David was a neuroscientist for 25 years, having trained with Nobel Laureate Professor Arvid Carlsson and then directing his highly successful neuroscience laboratory. He won a number of awards for his research.
In 2000, he decided that focusing on brain chemistry and using drug treatment was NOT the answer to helping people overcome addiction and mental health problems. It is NOT what is wrong with a person, but what is happening or has happened to that person that influences their wellbeing.
David received widespread recognition for his grassroots initiative Wired In, which empowered people to recover from substance use problems, as well as for developing the online community Wired In To Recovery (which had 4,000 members and 7,500 blogs) and Recovery Stories website.
In 2013, David developed Sharing Culture, an educational initiative to help Indigenous peoples heal from historical trauma and its consequences.
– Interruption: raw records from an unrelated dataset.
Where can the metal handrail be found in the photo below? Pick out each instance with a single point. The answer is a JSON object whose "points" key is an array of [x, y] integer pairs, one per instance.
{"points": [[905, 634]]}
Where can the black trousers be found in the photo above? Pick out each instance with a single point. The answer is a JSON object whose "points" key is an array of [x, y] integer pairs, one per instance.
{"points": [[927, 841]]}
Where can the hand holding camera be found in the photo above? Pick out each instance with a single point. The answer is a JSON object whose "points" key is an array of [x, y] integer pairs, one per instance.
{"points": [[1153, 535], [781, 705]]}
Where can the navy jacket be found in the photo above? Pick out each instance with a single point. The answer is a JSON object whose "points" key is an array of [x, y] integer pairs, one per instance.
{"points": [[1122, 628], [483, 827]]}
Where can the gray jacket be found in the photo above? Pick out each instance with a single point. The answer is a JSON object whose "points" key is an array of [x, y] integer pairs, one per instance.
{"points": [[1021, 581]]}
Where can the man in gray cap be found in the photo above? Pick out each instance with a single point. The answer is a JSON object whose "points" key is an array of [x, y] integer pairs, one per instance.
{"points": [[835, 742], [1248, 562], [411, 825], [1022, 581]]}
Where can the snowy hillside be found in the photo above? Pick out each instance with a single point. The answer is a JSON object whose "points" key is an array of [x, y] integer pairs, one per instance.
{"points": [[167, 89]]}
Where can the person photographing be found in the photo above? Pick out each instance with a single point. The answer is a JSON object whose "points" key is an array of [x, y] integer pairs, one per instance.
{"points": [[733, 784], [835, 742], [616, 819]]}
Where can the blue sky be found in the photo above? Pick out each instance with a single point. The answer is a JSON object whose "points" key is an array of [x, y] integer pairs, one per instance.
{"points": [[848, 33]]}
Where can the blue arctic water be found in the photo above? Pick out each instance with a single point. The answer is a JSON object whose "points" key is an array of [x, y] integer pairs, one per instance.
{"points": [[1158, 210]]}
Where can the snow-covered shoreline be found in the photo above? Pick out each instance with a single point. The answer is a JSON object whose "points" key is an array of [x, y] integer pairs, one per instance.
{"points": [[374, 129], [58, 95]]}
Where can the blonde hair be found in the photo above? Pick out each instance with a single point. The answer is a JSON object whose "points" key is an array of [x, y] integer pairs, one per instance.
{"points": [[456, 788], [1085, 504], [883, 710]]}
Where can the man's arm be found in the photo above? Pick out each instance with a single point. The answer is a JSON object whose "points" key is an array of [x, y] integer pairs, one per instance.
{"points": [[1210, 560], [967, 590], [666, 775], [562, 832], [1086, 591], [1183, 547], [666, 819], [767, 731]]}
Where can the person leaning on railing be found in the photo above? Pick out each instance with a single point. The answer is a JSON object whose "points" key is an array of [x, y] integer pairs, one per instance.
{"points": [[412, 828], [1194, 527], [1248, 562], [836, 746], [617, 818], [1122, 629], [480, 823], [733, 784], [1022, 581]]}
He believes strongly that society can do much better in helping Indigenous peoples. Moreover, there is much that society can learn from Indigenous peoples. Their holistic view of wellbeing is superior to the western view of mental health, and their spiritual connection to land means they are more protective of the environment.
David has always believed that positive Stories can have a healing impact. He is currently developing a film and book project entitled "To Regain Our Pride: A Story of Art, Social Justice and Resilience". It is a story of a white schoolteacher who inspires traumatised Aboriginal children to create beautiful art that gains international acclaim and challenges a government’s racist policies.
David is also working on the related Revel project with filmmaker Michael Liu, which focuses on the life of Aboriginal artist Revel Cooper.